Belden aşağı inmeden entelektüel tuzağa düşmeden

ALİ POYRAZOĞLU'nun Ödünç Yaşamlar'ını seyrettim.

Güldüm, düşündüm, kızdım, geçmişi hatırladım, yarınları hayal ettim, tiyatronun çekimine kapılıp gittim.

Onun Pirendello'dan çevirdiği Ağzı Çiçekli Adam'ın Yenikapı'da Kemal Bey'in kahvesinde yapılan galasını düşündüm.

Seyirciler kimlerdi?

Ben, Onat Kutlar, Demir Özlü, Önay Sözer, Ergin Ertem, Kemal Özer, Adnan Özyalçıner...

Ya oyuncular...

Ali Poyrazoğlu, Müjdat Gezen, Yaman Tüzcet, Süer İzat.

Ödünç Yaşamlar'
da bir tiyatro sanatçısının meslek hayatının bütün aşamaları, engelleri var. Gerçekle hayal gücü, bilen birinin elinde, kaleminde/dilinde, tiyatroya öykü ile masal tadını eklemiş.

Ali Poyrazoğlu'nun dışında, birçok kimse, bu malzemeyi sıradan, sıkıcı bir anılar dizisine dönüştürebilirdi.

Sanatta ustalık nedir?

Benim çok eski dostumdur, anlattıklarının bazılarına tanık oldum. İşte ben bunu biliyorum, yaşadım demeden; yepyeni bir olay örgüsü ve düzgün, güzel bir Türkçeyle hiç bilmiyormuş gibi seyrediyorum.

Tek başına oyunların büyük riski, tehlikesi vardır.

Kendi ekseninizin çevresinde döner durur, anlaşılmaz bir laf yumağı sizi sarar.

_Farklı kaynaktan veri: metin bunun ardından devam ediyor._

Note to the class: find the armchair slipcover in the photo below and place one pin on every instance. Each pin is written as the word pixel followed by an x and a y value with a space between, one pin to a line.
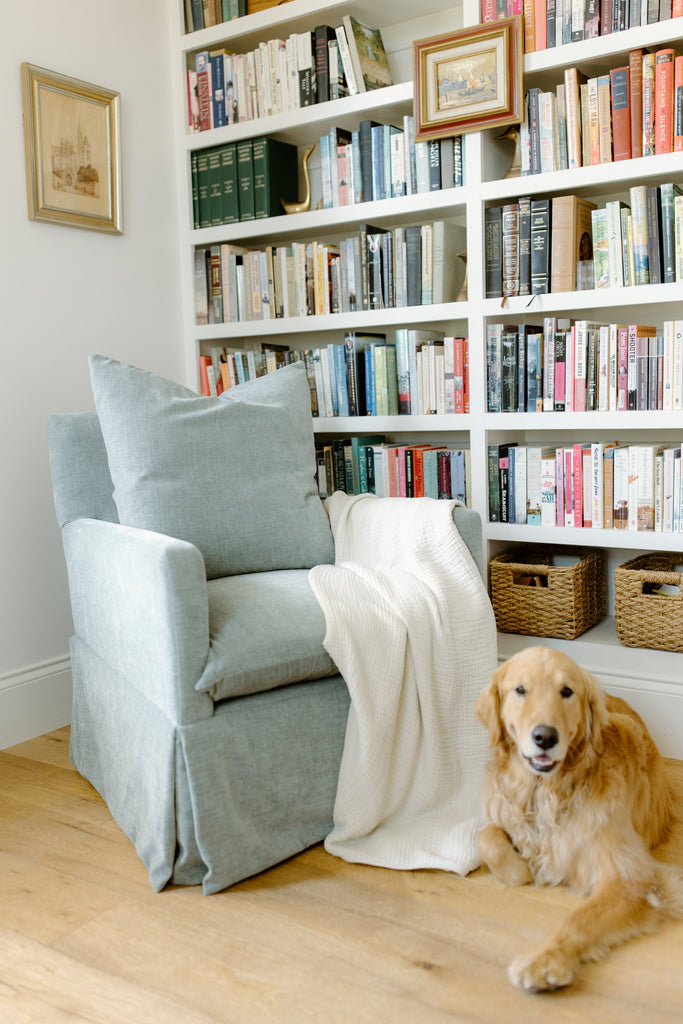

Seyirciden kopar, ya kulise, ya da fuayeye düşersiniz.

O öyle yapmamış, hayatın içinden geçerken, kendi hayatına teğet geçenleri, rastlantının buluşturduklarını, seçilenleri, seçildiğini sananları, ödenen/ödetilen bedelleri anlatırken, tiyatronun yumuşak atmosferinde nasıl da seyirciyle birlikte var oluyor.

* * *

SEVGİSİZ
değil oyun. İğneler, çuvaldızlar, değişik numaradaki, çaptaki iğneler, tiyatronun bağışlatıcılığı içinde veriliyor.

Bir çorba parasını ödemeyen Yıldız Kenter, yoksul bir öğrencisinin dişlerini en pahalı dişçide yaptırtıyor, diğer bir öğrencisinin babasının ameliyat parasını ödüyor.

Gazete káğıtlarının beyazına yazan Aziz Nesin, vakıftaki yoksul çocuklara en pahalı yemek takımlarını alıyor.

Sanatçının, insancıllık terazisindeki dengesizliği.

Öylesine bir yaşama sevinci taşıyor ki oyundan, salondan çıkarken, her şeyi yeniden değerlendirme gereğini duyuyorsunuz.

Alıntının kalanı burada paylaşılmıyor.